Simbolis penanaman jagung di Desa Mogana pada 21 Januari 2025 oleh Polda Banten. (Istimewa)
Lokasi penanaman simbolis ini menjadi satu-satunya petak lahan yang ditanami jagung oleh Polda Banten, dalam empat bulan terakhir.
“Iya itu yang ditanam cuma di bagian situ (menunjuk lokasi penanaman simbolis). Udah nggak ada penanaman lagi setelahnya,” ujar Mahfut pada Rabu 4 Juni 2025.
Ia mengatakan, tanaman jagung hasil simbolis penanaman ini sama sekali tidak ada yang merawat.
Sehingga tanaman jagung yang tumbuh pun dalam kondisi yang kurang baik, mengingat air yang diterima hanya berasal dari hujan.
“Dan sekarang sudah layu, itu udah jatoh semua jagungnya. Nggak ada yang berani ambil, nggak ada yang panen, karena semua tahu kalau itu punya polisi. Jadi dibiarkan begitu saja,” ucapnya.
Menurut Mahfut, warga sekitar tidak ada yang berani menyentuh lahan milik PT. Bibo, karena mereka mengetahui bahwa lahan tersebut sudah dikontrak oleh Polda Banten.
Alhasil, lahan seluas 20 hektare itu benar-benar kosong selama empat bulan.

Kondisi lahan pada 4 Mei 2025. (Dokumen tim peliputan)

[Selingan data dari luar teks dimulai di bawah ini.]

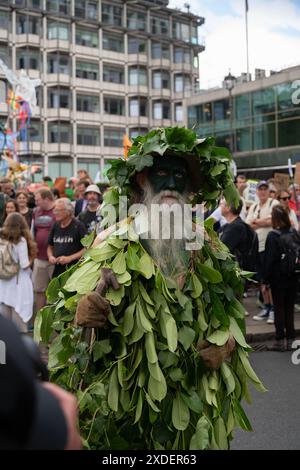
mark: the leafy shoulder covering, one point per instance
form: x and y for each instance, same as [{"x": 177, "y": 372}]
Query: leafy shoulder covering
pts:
[{"x": 139, "y": 381}]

Namun saat ini, warga sudah mulai berani menggarap lahan tersebut. Karena warga melihat lahan tersebut sudah dibiarkan tidak produktif terlalu lama, kejelasan akan penggunaan lahan oleh Polda Banten pun tidak ada.
“Jadi pemilik kebun ini udah nunggu-nunggu kejelasan, satu bulan, dua bulan, sampai empat bulan nggak ada kejelasan. Jadinya mandor ngasih ke masyarakat, udah tuh digarap aja sama masyarakat,” jelasnya.
Warga lainnya, Mukhtar, menyebut bahwa pihak kepolisian yang aktif mengurus program tersebut agar bisa dilaksanakan di lahan milik PT. Bibo itu adalah orang yang disebut sebagai ‘Pak A’.
Namun pihaknya tidak mengetahui ‘Pak A’ ini berasal dari instansi mana, hanya sekadar tahu bahwa ‘Pak A’ ini dinas di instansi kepolisian.
“Ini kan yang mengurusnya pak A. Awalnya pak A yang mengurus ini itu di sini, termasuk yang mengurus pembukaan lahan ini,” ungkapnya.